Keane Ruaidhri J, Subramaniam Abirami, Varghese Chithra, Jeffers Michael, Donnelly Seamas C
Department of Respiratory Medicine, Medical Professorial Unit, Tallaght University Hospital & Trinity College, Dublin, Ireland.
Department of Cellular Pathology, Tallaght University Hospital, Ireland.
Respir Med Case Rep. 2020 Nov 7;31:101280. doi: 10.1016/j.rmcr.2020.101280. eCollection 2020.
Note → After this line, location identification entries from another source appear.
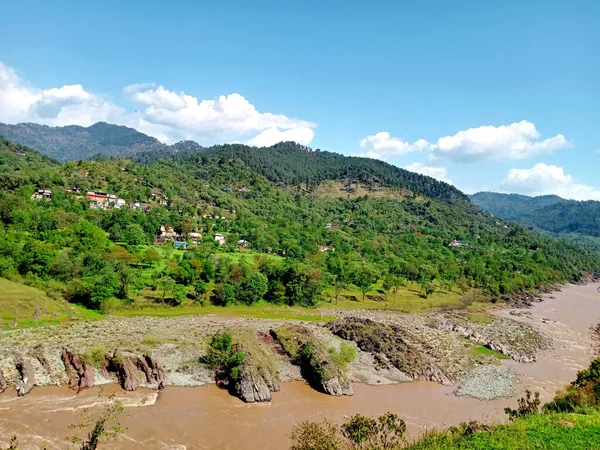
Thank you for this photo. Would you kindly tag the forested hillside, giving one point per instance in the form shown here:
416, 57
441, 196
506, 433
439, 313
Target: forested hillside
91, 232
571, 220
74, 142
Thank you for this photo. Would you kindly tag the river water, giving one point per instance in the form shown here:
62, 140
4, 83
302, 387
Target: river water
209, 418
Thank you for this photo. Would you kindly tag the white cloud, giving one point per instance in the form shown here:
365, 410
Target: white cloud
543, 179
439, 173
382, 146
519, 140
167, 115
66, 105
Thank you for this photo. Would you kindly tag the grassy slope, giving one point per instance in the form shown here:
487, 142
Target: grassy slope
565, 431
20, 302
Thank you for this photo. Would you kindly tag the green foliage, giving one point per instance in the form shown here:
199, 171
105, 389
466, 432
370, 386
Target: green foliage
342, 357
223, 359
526, 406
385, 432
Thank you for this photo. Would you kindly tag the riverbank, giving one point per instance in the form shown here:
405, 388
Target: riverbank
183, 417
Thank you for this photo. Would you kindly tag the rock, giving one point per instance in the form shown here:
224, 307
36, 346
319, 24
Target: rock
3, 382
81, 375
153, 370
27, 377
337, 386
125, 368
251, 388
388, 344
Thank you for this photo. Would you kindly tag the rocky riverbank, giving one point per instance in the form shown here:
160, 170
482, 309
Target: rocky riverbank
157, 352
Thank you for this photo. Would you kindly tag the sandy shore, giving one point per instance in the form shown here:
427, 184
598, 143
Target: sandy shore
209, 418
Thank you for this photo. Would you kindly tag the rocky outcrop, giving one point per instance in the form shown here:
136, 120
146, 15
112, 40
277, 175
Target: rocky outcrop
3, 382
251, 387
387, 344
26, 379
486, 341
317, 367
153, 370
126, 370
81, 374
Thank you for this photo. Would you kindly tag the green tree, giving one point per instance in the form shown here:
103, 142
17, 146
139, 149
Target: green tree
254, 288
363, 278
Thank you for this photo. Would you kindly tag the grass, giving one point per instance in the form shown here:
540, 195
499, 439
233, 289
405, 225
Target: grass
554, 431
481, 350
408, 299
481, 318
18, 304
261, 310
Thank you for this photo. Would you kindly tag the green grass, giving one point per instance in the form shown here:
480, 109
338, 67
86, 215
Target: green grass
481, 318
481, 350
261, 310
567, 431
18, 303
408, 299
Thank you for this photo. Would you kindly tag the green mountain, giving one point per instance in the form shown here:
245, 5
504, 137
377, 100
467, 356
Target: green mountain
314, 220
574, 221
74, 142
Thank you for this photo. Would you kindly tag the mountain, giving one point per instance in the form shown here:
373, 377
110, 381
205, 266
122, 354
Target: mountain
574, 221
285, 163
77, 143
340, 232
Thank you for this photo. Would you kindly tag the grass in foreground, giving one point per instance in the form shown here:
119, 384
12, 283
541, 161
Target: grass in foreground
24, 306
261, 310
566, 431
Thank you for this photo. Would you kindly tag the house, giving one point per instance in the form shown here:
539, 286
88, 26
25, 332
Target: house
326, 248
167, 233
195, 237
42, 194
97, 196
Pulmonary Langerhans cell histiocytosis (PLCH) is a rare cystic lung disease. The natural history is often unpredictable making it difficult to diagnose. We report a 63-year-old male with dyspnoea, chronic cough and recurrent respiratory tract infections, who developed progressive multifocal cystic lesions on pulmonary nodule surveillance over 4 years. He was a heavy smoker with a history of multiple spontaneous pneumothoraces in his teens. Extensive investigations culminated in a thoracoscopic wedge resection, which identified histiocytic nodules staining positive for CD1a and thus confirming the diagnosis of PLCH. It is now apparent that PLCH was the likely cause of his pneumothoraces.
肺朗格汉斯细胞组织细胞增多症(PLCH)是一种罕见的囊性肺病。其自然病史往往不可预测,难以诊断。我们报告一名63岁男性,有呼吸困难、慢性咳嗽和反复呼吸道感染症状,在4年的肺部结节监测中出现了进行性多灶性囊性病变。他是重度吸烟者,十几岁时曾多次发生自发性气胸。经过广泛检查,最终进行了胸腔镜楔形切除术,发现组织细胞性结节CD1a染色呈阳性,从而确诊为PLCH。现在很明显,PLCH可能是他气胸的病因。